Stat 585 - Reproducing Randomness

Frontmatter check

Prompt:

In May 2015 Science retracted - without consent of the lead author - a paper on how canvassers can sway people’s opinions about gay marriage, see also: http://www.sciencemag.org/news/2015/05/science-retracts-gay-marriage-paper-without-agreement-lead-author-lacour The Science Editor-in-Chief cited as reasons for the retraction that the original survey data was not made available for independent reproduction of results, that survey incentives were misrepresented and that statements made about sponsorships turned out to be incorrect.
The investigation resulting in the retraction was triggered by two Berkeley grad students who attempted to replicate the study and discovered that the data must have been faked.

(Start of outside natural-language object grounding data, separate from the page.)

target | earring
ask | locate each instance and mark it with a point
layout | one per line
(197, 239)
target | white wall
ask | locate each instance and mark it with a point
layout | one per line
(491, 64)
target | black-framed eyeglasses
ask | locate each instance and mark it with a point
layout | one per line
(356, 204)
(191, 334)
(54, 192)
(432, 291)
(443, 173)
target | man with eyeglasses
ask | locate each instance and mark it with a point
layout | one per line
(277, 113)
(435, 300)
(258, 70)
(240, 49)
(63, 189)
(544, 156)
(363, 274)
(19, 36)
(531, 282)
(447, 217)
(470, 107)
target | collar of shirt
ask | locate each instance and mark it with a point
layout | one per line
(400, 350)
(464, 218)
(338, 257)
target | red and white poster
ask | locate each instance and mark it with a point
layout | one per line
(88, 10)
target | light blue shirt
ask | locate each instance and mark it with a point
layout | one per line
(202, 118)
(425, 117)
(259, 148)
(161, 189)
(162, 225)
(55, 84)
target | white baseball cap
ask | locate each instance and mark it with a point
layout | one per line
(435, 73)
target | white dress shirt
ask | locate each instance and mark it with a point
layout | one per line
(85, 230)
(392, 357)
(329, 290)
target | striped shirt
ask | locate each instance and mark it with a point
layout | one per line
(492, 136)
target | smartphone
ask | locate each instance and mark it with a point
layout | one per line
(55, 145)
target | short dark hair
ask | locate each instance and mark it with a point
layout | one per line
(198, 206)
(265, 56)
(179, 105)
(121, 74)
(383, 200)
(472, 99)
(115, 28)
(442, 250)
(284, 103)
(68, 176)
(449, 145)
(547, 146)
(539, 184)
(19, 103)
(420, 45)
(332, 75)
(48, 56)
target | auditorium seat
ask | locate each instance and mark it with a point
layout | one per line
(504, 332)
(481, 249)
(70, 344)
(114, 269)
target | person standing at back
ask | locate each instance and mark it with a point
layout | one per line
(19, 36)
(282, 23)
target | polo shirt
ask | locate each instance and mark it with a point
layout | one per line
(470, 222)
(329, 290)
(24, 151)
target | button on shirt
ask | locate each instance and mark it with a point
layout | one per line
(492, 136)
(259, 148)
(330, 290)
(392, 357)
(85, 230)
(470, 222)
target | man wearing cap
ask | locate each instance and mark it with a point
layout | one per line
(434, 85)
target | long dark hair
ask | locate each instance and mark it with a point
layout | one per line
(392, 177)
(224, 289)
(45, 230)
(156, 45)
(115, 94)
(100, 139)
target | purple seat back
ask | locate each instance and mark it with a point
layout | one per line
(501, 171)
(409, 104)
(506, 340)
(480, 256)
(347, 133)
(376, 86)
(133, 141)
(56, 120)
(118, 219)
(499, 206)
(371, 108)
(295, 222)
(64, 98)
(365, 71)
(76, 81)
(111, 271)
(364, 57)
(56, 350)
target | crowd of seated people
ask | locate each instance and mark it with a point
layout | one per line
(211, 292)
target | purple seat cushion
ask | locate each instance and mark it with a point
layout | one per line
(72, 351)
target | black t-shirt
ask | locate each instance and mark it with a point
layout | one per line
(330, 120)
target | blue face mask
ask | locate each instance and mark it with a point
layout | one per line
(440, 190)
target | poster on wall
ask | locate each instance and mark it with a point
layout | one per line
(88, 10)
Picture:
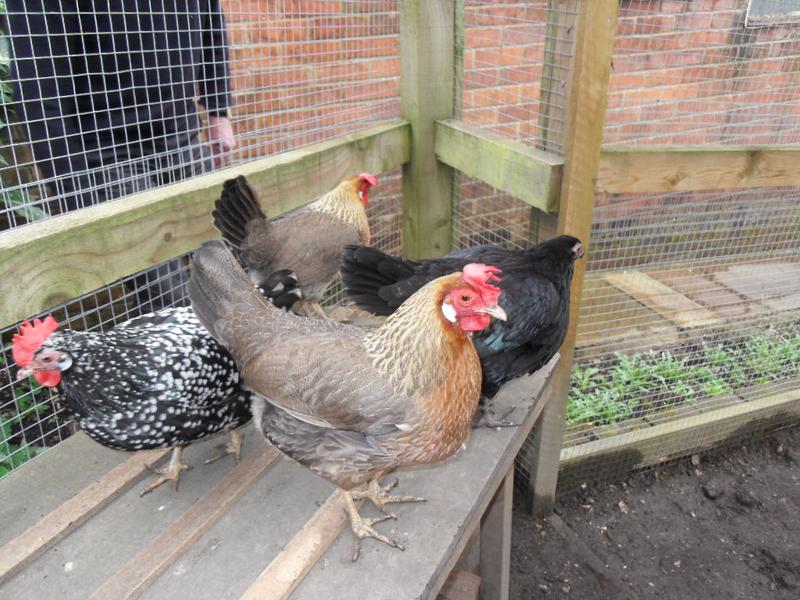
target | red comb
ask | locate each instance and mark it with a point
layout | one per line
(30, 338)
(369, 178)
(483, 278)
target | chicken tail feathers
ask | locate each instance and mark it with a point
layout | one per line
(235, 208)
(376, 281)
(280, 288)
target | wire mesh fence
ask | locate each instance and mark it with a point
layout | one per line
(105, 101)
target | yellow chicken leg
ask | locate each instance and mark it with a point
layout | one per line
(171, 472)
(233, 446)
(362, 527)
(379, 495)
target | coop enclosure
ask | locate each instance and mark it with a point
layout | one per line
(662, 132)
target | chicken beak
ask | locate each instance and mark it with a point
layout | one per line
(496, 311)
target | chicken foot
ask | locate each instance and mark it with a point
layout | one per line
(312, 309)
(171, 472)
(233, 446)
(379, 495)
(486, 416)
(362, 527)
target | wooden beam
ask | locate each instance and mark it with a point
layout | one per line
(73, 513)
(685, 169)
(47, 263)
(427, 76)
(585, 117)
(531, 175)
(154, 559)
(278, 580)
(644, 447)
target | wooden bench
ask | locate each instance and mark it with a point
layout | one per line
(74, 525)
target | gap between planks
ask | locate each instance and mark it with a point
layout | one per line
(53, 527)
(144, 568)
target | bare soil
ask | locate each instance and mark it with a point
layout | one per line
(722, 525)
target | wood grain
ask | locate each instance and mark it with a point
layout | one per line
(427, 74)
(524, 172)
(686, 169)
(661, 298)
(155, 558)
(56, 260)
(73, 513)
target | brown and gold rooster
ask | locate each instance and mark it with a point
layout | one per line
(304, 247)
(353, 405)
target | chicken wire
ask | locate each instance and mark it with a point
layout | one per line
(300, 72)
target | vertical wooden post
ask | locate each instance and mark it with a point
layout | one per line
(426, 90)
(585, 116)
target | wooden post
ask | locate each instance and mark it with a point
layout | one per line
(584, 119)
(426, 88)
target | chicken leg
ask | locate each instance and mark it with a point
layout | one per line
(171, 472)
(362, 527)
(233, 446)
(379, 495)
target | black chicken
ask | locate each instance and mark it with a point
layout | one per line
(535, 295)
(156, 381)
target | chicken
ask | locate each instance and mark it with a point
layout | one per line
(306, 244)
(348, 404)
(535, 293)
(156, 381)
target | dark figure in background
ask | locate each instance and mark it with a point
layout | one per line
(106, 94)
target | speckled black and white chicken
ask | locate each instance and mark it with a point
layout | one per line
(156, 381)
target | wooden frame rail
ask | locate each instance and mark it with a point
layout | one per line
(692, 169)
(47, 263)
(531, 175)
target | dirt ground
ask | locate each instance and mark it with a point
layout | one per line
(721, 525)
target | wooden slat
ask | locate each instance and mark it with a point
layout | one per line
(53, 261)
(74, 512)
(684, 169)
(644, 447)
(426, 94)
(154, 559)
(673, 305)
(287, 570)
(524, 172)
(586, 107)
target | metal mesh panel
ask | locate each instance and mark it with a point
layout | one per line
(114, 119)
(516, 64)
(692, 73)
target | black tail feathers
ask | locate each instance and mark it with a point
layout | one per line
(235, 208)
(366, 272)
(280, 288)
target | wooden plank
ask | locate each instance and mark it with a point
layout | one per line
(524, 172)
(20, 551)
(286, 571)
(585, 116)
(685, 169)
(95, 246)
(155, 558)
(460, 585)
(666, 301)
(496, 543)
(644, 447)
(436, 532)
(426, 94)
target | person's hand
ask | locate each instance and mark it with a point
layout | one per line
(220, 134)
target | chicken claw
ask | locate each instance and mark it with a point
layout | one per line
(171, 472)
(379, 495)
(362, 527)
(234, 446)
(487, 416)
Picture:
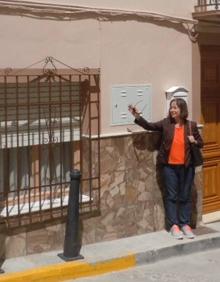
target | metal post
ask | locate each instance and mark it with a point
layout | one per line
(72, 243)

FiveThirtyEight has published an article with more details on the two Berkeley students’ work.

Malicious changes to the data such as in the LaCour case are hard to prevent, but more rigorous checks should be built into the scientific publishing system. All too often papers have to be retracted for unintended reasons. Retraction Watch is a data base that keeps track of retracted papers (see the related Science magazine publication).

Read the paper Ten Simple Rules for Reproducible Computational Research by Sandve et al.

Write a blog post addressing the questions:

Pick one of the papers from Retraction Watch that were retracted because of errors in the paper (you might want to pick a paper from the set of featured papers, because there are usually more details available). Describe what went wrong. Would any of the rules by Sandve et al. have helped in this situation?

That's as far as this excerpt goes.